Toen Napoleon Bonaparte en Johann Wolfgang von Goethe elkaar in 1808 voor het eerst ontmoetten, in Erfurt, waren ze het roerend eens: de profeet Mahomet was een groot man – een begaafd veldheer, een begenadigd wetgever. Door de eeuwen heen is er in het Westen meer lof geweest voor de grondlegger van de Islam. Denken dat de profeet Mohamet in onze cultuur altijd een slechte pers heeft gehad, is een vergissing – betoogt de Schots-Franse historicus John Tolan in zijn zojuist verschenen Mahomet l’Européen. Veertien eeuwen lang is de profeet in onze streken ook bron van fascinatie, en soms van bewondering.
Natuurlijk, er was meer kritiek en afkeer.

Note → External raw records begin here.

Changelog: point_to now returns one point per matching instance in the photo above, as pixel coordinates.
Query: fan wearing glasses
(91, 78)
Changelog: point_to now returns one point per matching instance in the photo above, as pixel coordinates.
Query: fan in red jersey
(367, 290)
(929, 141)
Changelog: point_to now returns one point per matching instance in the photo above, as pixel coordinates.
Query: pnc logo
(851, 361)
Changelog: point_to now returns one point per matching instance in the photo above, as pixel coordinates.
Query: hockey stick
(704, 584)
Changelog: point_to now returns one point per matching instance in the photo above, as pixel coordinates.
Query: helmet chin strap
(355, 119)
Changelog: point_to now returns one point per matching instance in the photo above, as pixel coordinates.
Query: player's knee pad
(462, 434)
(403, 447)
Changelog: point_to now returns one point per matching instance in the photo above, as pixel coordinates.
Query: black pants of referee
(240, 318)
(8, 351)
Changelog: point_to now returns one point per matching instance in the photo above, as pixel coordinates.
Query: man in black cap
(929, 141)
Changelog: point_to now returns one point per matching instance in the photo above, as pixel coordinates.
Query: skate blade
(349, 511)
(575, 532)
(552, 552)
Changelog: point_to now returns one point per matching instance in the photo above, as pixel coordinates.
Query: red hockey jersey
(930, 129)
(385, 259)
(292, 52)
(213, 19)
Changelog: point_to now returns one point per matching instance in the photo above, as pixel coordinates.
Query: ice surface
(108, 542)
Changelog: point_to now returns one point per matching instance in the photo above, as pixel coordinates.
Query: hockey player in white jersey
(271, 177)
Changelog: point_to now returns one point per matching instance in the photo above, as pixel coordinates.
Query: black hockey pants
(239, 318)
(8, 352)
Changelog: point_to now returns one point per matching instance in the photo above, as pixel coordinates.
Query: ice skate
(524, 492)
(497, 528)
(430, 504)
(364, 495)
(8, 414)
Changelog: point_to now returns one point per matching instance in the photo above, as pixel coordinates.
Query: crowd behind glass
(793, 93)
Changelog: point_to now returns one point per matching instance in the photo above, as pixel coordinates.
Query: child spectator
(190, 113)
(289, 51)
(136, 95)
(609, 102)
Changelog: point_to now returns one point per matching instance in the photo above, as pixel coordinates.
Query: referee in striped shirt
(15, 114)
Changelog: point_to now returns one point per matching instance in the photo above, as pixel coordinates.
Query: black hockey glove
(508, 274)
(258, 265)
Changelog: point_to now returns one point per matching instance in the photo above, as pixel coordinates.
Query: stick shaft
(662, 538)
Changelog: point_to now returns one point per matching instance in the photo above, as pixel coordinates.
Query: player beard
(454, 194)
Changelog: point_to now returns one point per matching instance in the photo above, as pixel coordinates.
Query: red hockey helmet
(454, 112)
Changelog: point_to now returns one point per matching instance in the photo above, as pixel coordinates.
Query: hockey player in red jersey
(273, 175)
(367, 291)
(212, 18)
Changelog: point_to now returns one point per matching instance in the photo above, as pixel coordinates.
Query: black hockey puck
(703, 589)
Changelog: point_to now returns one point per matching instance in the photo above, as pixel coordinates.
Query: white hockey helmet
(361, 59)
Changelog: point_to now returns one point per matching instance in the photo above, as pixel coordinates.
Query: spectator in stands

Niet voor niets zond de Christenheid in de Middeleeuwen de Kruistochten uit, om de heilige plaatsen in Palestina te bevrijden van de als ketters beschouwde muzelmannen. De in 2015 overleden Nederlandse arabist Hans Jansen, die in de loop van zijn leven steeds drastischer oordelen ten beste ging geven over de persoon van Mahomet en het door hem gestichte geloof, staat historisch gezien geenszins alleen. De leider van de politieke partij die Jansen aanhing, nam zulke polemiek maar al te graag over.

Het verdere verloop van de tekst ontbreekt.